Accommodation is generally quite cheap in Nicaragua. Options range from simple hammocks ($2-3 USD) to dormitories in hostels ($5-9 USD) to private twin rooms (“matrimonials”) ($10-35 USD, depending on whether you have a TV, air conditioning and your own shower and toilet). You will probably only find real luxury in the big cities like Managua, Leon or Granada and in a few resorts like Montelimar (Somoza’s former holiday home), and even there, prices almost never reach four figures.
The high and low seasons are not as pronounced as in Costa Rica, for example, but there is a marked increase in prices during semana santa (Easter week), the time of year when most Nicaraguans take their holidays. It is not uncommon for prices to double or triple during this period, for example in San Juan del Sur. There is another small spike around Christmas/New Year, but it is not as pronounced. During the rainy season you can sometimes negotiate better prices, but don’t count on it.
While Barrio Martha Quezada is generally a convenient destination for visitors to Managua due to the many cheap hotels, it has become increasingly dangerous, especially for tourists, as robberies occur in broad daylight. Unless you need to be in the area to catch an early morning bus from a nearby terminal, it is advisable to avoid Martha Quezada, especially as it is far from the so-called “new” centre of Managua. The area near the Tica bus station also has a reputation for being dangerous, and tourists are well advised to take a taxi directly to and from the station, even if it is only a short walk. The Backpackers Inn near MetroCentro (5 minute taxi ride from the UCA microbuses), the San Luis Hotel in Colonia Centroamerica (5 minute taxi ride from the Mercado Huembes bus station) are good budget options in safe neighbourhoods, as are many hotels of varying price ranges in the neighbourhoods around the new centre near Metrocentro and Caraterra Masaya (i.e.
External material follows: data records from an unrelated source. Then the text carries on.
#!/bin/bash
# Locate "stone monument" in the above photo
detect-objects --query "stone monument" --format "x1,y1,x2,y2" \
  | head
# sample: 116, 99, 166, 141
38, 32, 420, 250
Altamira, Los Robles, Reparto San Juan).
Look for guesthouses, huespedes or hospedajes as these are the cheapest rooms that cost less than 5 USD. They are usually owned by families and you will mostly be staying with locals. Make sure you know when they close if you are going out at night. Hotels offer more amenities but are more expensive. There are a few backpacker hostels in Granada, San Juan del Sur, Isla Ometepe, Masaya, Managua and Leon; otherwise, guesthouses are the preferred option.